- Theatrical release poster
- Directed by: Dan Hunt; Margaux LaPointe;
- Written by: J.D. Durkin; Liz Malinowski; Heather West;
- Produced by: Stephen McWilliams; John O'Leary;
- Starring: Robert Childs; Kofi Asante; Muhammad Shakur;
- Edited by: Jason Furrer (sup); Ryan Mahoney; John Trevor Gladych;
- Music by: Shea Quinn; Topher Wright;
- Distributed by: One Way Street Productions
- Release date: 2009;
- Country: United States
- Language: English

= Price of Life =

Price of Life is a short student-made documentary film exploring the life of Robert Childs, a former Philadelphia, USA, drug dealer and gangster.

== Reception ==
On May 10, 2009, Price of Life was shown on @Issue, a Philadelphia NBC10 program. Robert Childs, subject of Price of Life, and Dr. John O'Leary, a Villanova University faculty member and adviser to the film students, talked with Steve Highsmith about the film and the social issues surrounding it. The film's director, Margaux LaPointe, and the unit production manager J.D. Durkin, also talked with Highsmith on the show.

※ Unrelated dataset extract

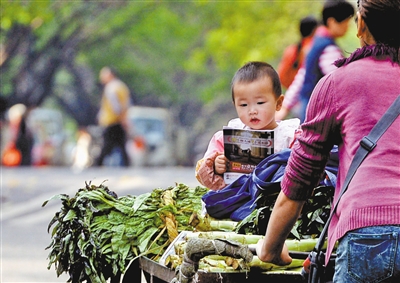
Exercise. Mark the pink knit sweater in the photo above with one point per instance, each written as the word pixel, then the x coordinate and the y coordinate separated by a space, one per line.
pixel 344 107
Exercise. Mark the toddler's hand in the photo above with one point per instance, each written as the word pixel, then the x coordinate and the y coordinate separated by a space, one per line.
pixel 220 164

On August 17, 2009, The Philadelphia Inquirer published an article on Price of Life and the student filmmakers. Childs and fellow filmmakers Muhammad Shakur and Kofi Asante, along with course instructors, were interviewed about their experience during and after the production of the film.

The Villanova University newspaper, The Villanovan has been tracking the progress of the film since before its first screening and has, to date, published three articles.